Devlin Murphy had the face of a dissipated choirboy and the voice of a gelded angel. Over the years, his throat, having seen a river of whiskey and the smoke of thousands of tobacco fires, had begun to slip from a pure gold registry into the cooler tones of silver, mellowed and sweetened by the earthier base notes of bronze. Regardless of its place on the chart of precious metals though it was a voice heaven sent that sat in the base of its listener’s spine and spread tendrils of ether into the blood and cells and bone.

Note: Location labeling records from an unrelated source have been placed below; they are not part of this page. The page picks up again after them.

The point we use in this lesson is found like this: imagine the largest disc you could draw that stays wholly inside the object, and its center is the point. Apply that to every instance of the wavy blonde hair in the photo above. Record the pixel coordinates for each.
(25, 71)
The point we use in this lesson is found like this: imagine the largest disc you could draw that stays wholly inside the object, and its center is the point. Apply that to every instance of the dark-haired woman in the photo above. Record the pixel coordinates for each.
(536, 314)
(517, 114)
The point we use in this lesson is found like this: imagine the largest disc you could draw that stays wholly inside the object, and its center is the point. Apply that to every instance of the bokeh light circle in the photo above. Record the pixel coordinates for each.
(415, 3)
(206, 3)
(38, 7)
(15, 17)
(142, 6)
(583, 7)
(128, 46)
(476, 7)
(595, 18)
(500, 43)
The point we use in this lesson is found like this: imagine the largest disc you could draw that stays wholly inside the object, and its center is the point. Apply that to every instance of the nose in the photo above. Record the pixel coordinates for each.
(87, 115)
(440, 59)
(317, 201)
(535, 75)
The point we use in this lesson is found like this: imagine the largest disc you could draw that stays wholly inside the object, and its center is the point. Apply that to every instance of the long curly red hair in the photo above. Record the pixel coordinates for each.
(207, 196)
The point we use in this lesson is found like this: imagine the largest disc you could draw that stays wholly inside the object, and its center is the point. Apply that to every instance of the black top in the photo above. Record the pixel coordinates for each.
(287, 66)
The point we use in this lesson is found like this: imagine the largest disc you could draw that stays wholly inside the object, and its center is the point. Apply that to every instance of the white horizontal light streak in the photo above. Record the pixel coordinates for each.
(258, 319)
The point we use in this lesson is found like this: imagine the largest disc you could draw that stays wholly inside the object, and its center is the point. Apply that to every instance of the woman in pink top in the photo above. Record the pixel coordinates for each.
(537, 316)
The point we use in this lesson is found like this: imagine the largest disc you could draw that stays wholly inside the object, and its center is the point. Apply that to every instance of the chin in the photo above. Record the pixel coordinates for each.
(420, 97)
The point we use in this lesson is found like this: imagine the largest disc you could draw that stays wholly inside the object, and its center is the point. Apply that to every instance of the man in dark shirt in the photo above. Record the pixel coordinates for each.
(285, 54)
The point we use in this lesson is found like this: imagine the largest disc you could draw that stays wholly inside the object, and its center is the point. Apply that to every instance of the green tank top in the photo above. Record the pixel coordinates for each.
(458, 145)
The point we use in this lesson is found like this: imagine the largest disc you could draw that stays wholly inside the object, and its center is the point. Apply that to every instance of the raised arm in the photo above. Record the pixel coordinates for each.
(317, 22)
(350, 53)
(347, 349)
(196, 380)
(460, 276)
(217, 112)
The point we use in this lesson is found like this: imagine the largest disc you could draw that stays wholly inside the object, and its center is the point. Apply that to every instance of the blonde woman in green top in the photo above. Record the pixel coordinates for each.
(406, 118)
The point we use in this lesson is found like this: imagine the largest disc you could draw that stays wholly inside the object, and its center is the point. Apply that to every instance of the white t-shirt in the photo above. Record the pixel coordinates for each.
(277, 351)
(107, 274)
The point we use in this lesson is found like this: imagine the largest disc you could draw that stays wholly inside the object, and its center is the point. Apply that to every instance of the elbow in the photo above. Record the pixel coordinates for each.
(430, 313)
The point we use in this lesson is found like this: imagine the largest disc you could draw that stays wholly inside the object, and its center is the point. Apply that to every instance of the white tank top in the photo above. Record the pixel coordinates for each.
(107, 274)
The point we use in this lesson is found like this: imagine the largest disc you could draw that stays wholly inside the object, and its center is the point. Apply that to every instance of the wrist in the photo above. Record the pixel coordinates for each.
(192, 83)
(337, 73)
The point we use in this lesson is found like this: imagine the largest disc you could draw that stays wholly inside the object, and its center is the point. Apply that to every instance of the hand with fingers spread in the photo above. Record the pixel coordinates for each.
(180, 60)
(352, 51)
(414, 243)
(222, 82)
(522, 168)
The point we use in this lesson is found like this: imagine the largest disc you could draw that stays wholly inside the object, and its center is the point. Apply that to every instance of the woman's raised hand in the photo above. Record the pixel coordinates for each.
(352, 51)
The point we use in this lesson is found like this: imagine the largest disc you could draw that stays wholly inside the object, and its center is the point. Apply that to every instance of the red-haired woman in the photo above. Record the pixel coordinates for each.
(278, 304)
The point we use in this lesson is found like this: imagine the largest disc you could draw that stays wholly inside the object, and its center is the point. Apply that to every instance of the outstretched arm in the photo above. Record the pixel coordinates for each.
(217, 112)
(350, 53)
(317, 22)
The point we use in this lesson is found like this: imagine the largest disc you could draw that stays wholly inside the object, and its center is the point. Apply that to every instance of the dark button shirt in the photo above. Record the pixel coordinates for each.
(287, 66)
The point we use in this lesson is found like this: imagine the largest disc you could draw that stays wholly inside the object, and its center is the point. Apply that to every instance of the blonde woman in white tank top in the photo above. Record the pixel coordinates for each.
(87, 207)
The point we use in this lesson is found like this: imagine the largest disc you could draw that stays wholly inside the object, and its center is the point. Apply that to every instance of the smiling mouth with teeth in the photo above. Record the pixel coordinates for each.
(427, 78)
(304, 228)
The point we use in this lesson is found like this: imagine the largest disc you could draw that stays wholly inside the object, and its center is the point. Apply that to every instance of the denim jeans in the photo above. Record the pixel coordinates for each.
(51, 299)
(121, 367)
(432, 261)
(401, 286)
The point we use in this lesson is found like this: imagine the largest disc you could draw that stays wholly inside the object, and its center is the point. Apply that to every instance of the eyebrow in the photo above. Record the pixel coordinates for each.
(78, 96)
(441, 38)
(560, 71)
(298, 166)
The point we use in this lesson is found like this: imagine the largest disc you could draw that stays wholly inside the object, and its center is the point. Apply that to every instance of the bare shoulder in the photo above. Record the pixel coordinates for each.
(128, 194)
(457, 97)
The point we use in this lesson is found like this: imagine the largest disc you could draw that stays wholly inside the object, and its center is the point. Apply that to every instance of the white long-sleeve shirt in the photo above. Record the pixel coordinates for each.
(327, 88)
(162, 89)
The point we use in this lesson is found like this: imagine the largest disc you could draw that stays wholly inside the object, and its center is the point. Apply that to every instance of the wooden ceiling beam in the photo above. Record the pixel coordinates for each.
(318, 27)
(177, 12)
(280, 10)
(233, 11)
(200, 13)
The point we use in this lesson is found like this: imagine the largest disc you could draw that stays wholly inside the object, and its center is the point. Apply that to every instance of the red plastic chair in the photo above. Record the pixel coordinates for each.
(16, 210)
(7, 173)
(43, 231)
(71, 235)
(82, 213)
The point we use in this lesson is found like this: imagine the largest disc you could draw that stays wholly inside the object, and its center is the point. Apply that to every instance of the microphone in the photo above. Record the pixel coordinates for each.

He had at one time been an actual choirboy, possessed of cherubic curls, melting blue eyes and a voice that was surely meant for Gabriel. Beautiful enough in his youth to make priests, who still recalled the echoes of the flesh, pray for long hours on very hard floors. He was famous for a variety of reasons; a homegrown boy from the meanest part of Belfast, he had made it his primary occupation in life to record through music the entire history of the Republican movement. Among the favorites were a ballad about the Rising called ‘The Best of Intentions’, a long narrative song sung in two parts about the slaying of Michael Collins called ‘The Mouth of Flowers’ and ‘The Lord of Cork’ a lament for Terence MacSwiney who’d died on hunger strike whilst serving as the mayor of Cork. He was internationally known, internationally loved and still chose to make his home in Belfast. It was this last that made him most beloved to his Irish audience.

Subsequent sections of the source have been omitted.